In the present invention, as a kind of perferred technical scheme, fluorine removal chemical treatment using calcium chloride, lime chemical technology into Row, and using aluminum oxide as adsorbing medium, so that fluorine ion goes out water content less than 0.5mg/L.
In the present invention, as a kind of perferred technical scheme, FLUORIDE REMOVAL IN WASTEWATER chemical treatment, sodium carbonate soften precipitation process packet Include following steps:
Firstly, feeding lime and calcium chloride in first order reaction pond, utilize Ca therein2++ OH-With the F in waste water-+ Mg2+Reaction generates CaF2+Mg (OH) 2 floccule body, removes the fluorine ion in water body while magnesium ion of having gone out, heavy using coagulation Shallow lake device or air-floating apparatus, solid-liquid is separated, and reduces hardness concentration;
Then, the water outlet of first order reaction pond, which enters, removes fluorine ion device, and calcirm-fluoride and magnesium hydrate precipitate are separated, dropped Low fluorine ion and magnesium hardness concentration, water outlet enter in second order reaction pond, sodium carbonate are added in second order reaction pond, utilization is therein CO32-With the Ca in waste water2+Reaction generates CaCO3 floccule body, removes the calcium ion in water body;Utilize coagulative precipitation device or gas Floating device, solid-liquid is separated, and reduces hardness concentration;
Finally, the water outlet of second order reaction pond enters in coagulative precipitation tank, mud-water separation is carried out;
Coagulant is added simultaneously in first order reaction pond and second order reaction pond, the coagulant is chloride containing aluminium 10wt%, yin The aqueous solution of cationic polyacrylamide 0.1wt%.

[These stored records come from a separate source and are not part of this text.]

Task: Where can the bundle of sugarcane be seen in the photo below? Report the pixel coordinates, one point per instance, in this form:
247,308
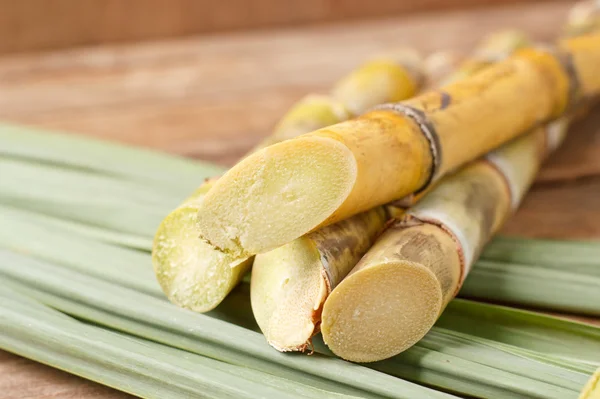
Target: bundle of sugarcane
85,261
286,190
194,274
291,283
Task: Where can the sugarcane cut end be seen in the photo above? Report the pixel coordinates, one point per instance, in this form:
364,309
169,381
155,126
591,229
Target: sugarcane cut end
380,311
192,274
287,291
277,195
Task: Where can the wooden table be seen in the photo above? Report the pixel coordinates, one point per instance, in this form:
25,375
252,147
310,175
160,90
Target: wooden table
213,97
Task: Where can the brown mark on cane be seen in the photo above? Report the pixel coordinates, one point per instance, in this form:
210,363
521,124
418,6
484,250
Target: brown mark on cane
445,100
426,250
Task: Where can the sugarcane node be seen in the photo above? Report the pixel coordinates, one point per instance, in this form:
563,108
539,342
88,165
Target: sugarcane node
565,59
410,220
427,128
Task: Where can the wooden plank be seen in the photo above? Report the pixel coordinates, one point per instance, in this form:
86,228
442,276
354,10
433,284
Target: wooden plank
29,25
215,97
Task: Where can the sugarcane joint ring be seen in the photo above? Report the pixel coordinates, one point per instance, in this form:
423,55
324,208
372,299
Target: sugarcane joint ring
428,130
565,59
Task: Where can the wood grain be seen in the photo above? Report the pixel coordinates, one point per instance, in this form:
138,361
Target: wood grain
30,25
215,97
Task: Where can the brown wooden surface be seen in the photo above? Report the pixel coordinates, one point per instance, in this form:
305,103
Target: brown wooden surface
29,25
215,97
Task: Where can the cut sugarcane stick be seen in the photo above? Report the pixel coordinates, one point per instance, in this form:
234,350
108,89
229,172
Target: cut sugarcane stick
291,283
418,265
194,274
395,294
291,188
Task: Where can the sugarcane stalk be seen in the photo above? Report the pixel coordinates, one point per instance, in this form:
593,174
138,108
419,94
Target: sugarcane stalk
397,291
584,17
418,265
290,284
291,188
493,50
195,275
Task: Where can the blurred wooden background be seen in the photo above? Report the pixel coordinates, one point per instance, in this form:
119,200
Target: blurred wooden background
221,75
30,25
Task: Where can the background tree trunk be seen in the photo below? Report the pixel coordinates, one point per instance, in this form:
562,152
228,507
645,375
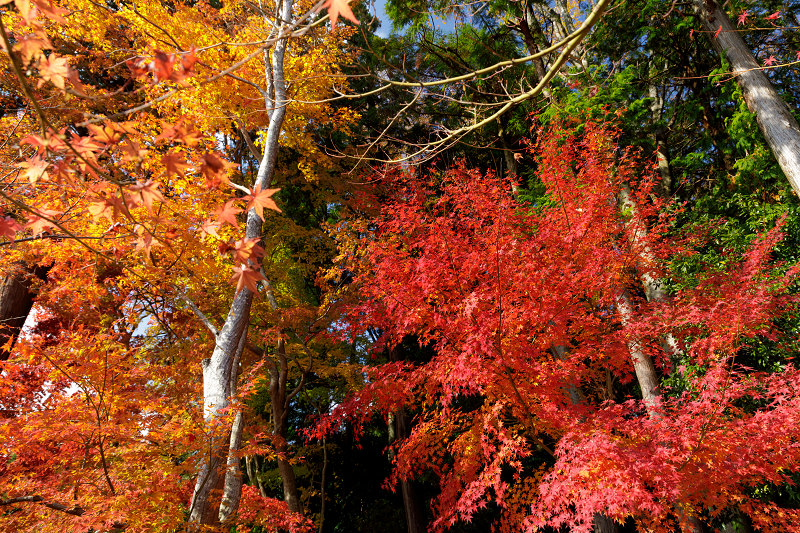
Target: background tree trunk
16,301
217,370
774,118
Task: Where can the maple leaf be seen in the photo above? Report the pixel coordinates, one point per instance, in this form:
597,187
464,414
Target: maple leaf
180,133
145,241
132,152
40,222
245,276
34,169
54,69
742,19
210,228
51,10
259,199
9,227
30,47
227,213
103,208
149,192
246,250
162,65
26,10
188,61
174,163
214,168
106,134
339,7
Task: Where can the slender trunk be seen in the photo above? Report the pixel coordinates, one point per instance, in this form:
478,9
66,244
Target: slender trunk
600,522
204,508
399,429
415,519
16,301
322,484
776,121
279,374
232,490
643,365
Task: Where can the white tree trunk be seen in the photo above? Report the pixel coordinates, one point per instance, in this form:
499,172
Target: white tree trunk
776,121
218,369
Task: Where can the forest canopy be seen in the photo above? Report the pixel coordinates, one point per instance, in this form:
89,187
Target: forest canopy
422,265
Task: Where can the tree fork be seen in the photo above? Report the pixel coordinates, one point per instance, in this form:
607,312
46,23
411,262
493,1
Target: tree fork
774,118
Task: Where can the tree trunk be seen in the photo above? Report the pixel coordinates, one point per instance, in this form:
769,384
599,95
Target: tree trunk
204,509
279,375
399,429
16,301
779,127
232,490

In the present invention, in step (3), advanced oxidation processes use ozone+hydrogen peroxide, ozone dosage 50mg/L, dioxygen Water dosage is 30mg/L, both oxidants degrade TOC, and TOC is reduced to 50mg/L or less.
In the present invention, step (7) and step (8) are evaporated crystallization treatment using MVR evaporator.
In the present invention, it includes following aspect that sodium carbonate, which softens precipitation process:
Firstly, feeding lime and calcium chloride in reaction tank in step (1), utilize Ca therein2++ OH-In waste water F-+ Mg2+Reaction generates CaF2+Mg (OH) 2 floccule body, removes the fluorine ion in water body while magnesium ion of having gone out;Reaction tank Water outlet, which enters, removes coagulative precipitation device or air-floating apparatus, and solid-liquid is separated, hardness concentration is reduced;
Second, reaction tank adds sodium carbonate in step (2), CO3 therein is utilized2-With the Ca in waste water2+Reaction generates Ca CO3 floccule body removes the calcium ion in water body;Reaction tank water outlet, which enters, removes coagulative precipitation device or air-floating apparatus, by solid-liquid It is separated, reduces hardness concentration;
Third, calcium ions and magnesium ions are carried out separation concentration using nanofiltration in step (6);
Fourth, by, using sodium carbonate is added, CO3 therein is utilized in nanofiltration strong brine that step (6) obtains2-And waste water In Ca2+Reaction generates Ca CO3 precipitating, removes the calcium ion in water body;Reaction tank water outlet, which enters, removes coagulative precipitation device, Gu Liquid separation, reduces hardness concentration;
Fifth, strong brine hardness is removed using softening resin in step (8).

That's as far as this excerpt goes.